I’m an unhappy bunny at the moment. I cannot understand the logic of playing Geraint Jones and not Chris Read as wicketkeeper. There used to be a law with the equivalent of a traffic speed camera which said a country must play its strongest keeper as keeper and not dilute the position to keeper-batsman. And England wicketkeepers over the ages have been just that; keepers first and batsmen second. The fact that Alan Knott became a very good Test batsmen was of secondary importance to the fact that he was a brilliant keeper. The same goes for Jack Russell. But what has happened in recent years is that, due to the belief that England don’t have a world-class keeper, then they may as well bolster the batting with any old chap who can don the gauntlets. Enter Alex Stewart, a brilliant tactical batsman and certainly competent keeper - but not world-class.
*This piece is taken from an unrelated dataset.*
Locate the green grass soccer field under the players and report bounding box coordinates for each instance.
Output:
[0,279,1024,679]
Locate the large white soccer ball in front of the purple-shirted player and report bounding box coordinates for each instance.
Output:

This policy is flawed and although Jones is not a bad keeper, he is not in the same class as Read. Coach Duncan Fletcher has decided that Jones’s batting acumen is too important to ignore and has used Read’s poor form with the bat in the Champions Trophy to secure the slot for the Kent man. This is like dropping Wayne Rooney from the England football team because he missed a couple of sitters in a five-a-side charity tournament.

Wicketkeeping is an art, it cannot be compromised. If England are less than confident in their batting, then bring in better batsmen (easier said than done). If Monty Panesar and Ashley Giles are going to get among the Aussies, then they need to be sure that a snick down the leg side will be caught, that a wandering Michael Clarke will be stumped and that a thin edge off Steve Harmison will not be spilled. In all those scenarios, my money is on Read - Jones has proved time and again that he is not a good enough keeper for this kind of situation.

I can hear the keyboards clicking with the argument that what’s good enough for the Aussies is surely good enough for us. True, Adam Gilchrist is also a better batsman than keeper but he would get into the Aussie ODI side as a batsman alone (which Jones would not for England), and his tactical nous is a major plus for Australia.

Consistency is the key here. My view is to give Read a long run in the Test and ODI arenas. His batting is competent if not spectacular and his brilliant keeping will help raise the general fielding standards. I hope I am proved wrong and Jones comes back with the urn and 30 series victims. But this is a point of tactical principle, and I think England have got it wrong.